その日、翔たちの依頼完了を祝して、ささやかな打ち上げが開かれていた。
「いやー、あの植物、マジでやばかったよな! 最後の飛びかかり、あれ絶対、花粉爆発か何かだったぞ!」
豪快に笑いながら杯を掲げるのは洋平。隣で咲耶が器用にその勢いを避けつつ、笑みをこぼす。
「……言ってることは正しいけど、少し飛沫が飛んでる。ほどほどにね」
「まあまあ、細かいこと気にすんな! 勝ったんだし、祝おうぜ! な、翔!」
翔はと言えば、静かに麦酒を一口。にこりともせず、しかし明らかに表情は柔らいでいた。
その時、扉が派手に開いた。
「おっ、噂の新入りパーティ、来てんじゃーん!」
そう言って手を振りながら入ってきたのは、胸元のブローチが目を引く少女――琴音だった。艶やかな紫色の髪を揺らし、笑顔全開でこちらへ向かってくる。
「やっほー咲耶! そして……これが、あの翔くんね?」
翔が少しだけ目を細めると、琴音はにっこりと手を差し出した。
「はじめまして! ギルド内通称“銀杯の騒音女”こと、私が琴音でーす!」
「自己紹介に“騒音”って入れるやつ初めて見たわよ……」と咲耶がぼやいた。
「いいのいいの、覚えやすいし! 実際、ここに来ると場が一気に静かにならなくなるって評判なの!」
「それ、評判って言えるのか?」
洋平が呆れ混じりに言いながらも、琴音の隣に席を詰めて座らせる。
だが、騒がしさは長くは続かなかった。
突如、店の奥で“パンッ!”という破裂音が響いたかと思うと――酒棚の裏から、黒煙とともに何かが飛び出してきた。
「げっ、まさかの暴発……!」
店主が叫ぶと同時に、奥の個室から逃げ出してきた二人組の客。そのうち一人が、なにやら銀色の球体のようなものを投げ捨てる。
「魔術道具だ、こいつら密売人!」
咲耶の叫びが響いた瞬間、銀の球体が床を転がり――「ギギィィィィィィィ」という、耳を裂くようなノイズが辺りに満ちた。
店中の人々が頭を抱え、悲鳴をあげる。
翔は苦悶に歪んだ顔をしながら、懐からすぐに鉄片と小型鍛錬炉を取り出す。
「縁を打つ……!」
「待って、これ……“言霊反響呪詛”。
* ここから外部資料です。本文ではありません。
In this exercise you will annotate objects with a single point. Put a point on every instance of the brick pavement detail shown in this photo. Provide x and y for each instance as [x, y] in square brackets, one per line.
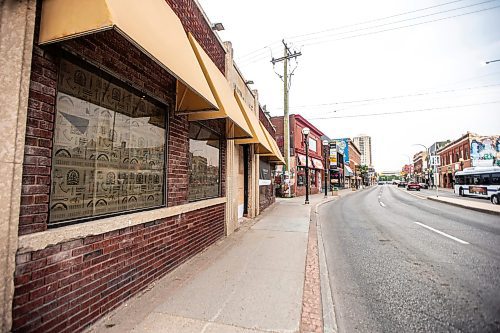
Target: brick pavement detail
[312, 310]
人の“声”に反応して増幅するタイプ!」
咲耶がそう叫んだ瞬間、琴音がバンッと椅子に立ち上がった。
「じゃあ、逆にやるよ! “場”の空気、私に任せて!」
彼女は、声を張るでもなく、笑うでもなく、まっすぐに手を胸に当ててこう言った。
「ここにいるみんな! 大丈夫だよ! この声、ちゃんと届いてるから!」
その瞬間、不思議なことが起きた。空気が一瞬澄み、ノイズがほんの少しだけ和らいだのだ。
翔の目に、琴音と場の人々をつなぐ“縁”の糸が、光を帯び始める。
(これは……“声を届ける縁”……)
即座に鉄槌が振り下ろされる。ハンマーと鉄片の接触点が閃光を放ち、“縁”が形をとった。
現れたのは、小さな、拡声用の金属製ホーン――否、それはただの道具ではなかった。
「“言霊スピーカー”」
翔が名を呟き、琴音にそれを投げ渡す。
「これを使え。お前の“声”、誰よりも強い」
「――了解!」
琴音はそれを手に取り、真っ直ぐに口元に添えた。
「うるさいのは、私の担当! アンタらの呪詛なんか、騒ぎのうちに入らないんだからねッ!」
次の瞬間、〈銀杯〉の空間が澄みわたり、反響するはずのノイズが“彼女の声”に上書きされていく。
人々の苦悶の表情が次第に笑みに変わり、密売人たちは逆に耳を塞いでのたうち始めた。
「うるさ……なんだよ……声が響いて……こっちが壊れ――ッ」
「だーかーらー、場を荒らすなら帰ってって言ってるの!」
金属のホーンが最後の一撃のように炸裂し、残留していた呪詛波が四散した。
密売人たちが床に崩れ落ちると同時に、店内に残っていたノイズは完全に消え去った。代わりに――
「……うお、耳が……治った?」
「頭の重さが消えた……」
「何だ今の……誰の“声”だったんだ?」
そんな声が次々とあがり、空気が緩んでいく。酒場〈銀杯〉に、いつものざわめきが少しずつ戻っていた。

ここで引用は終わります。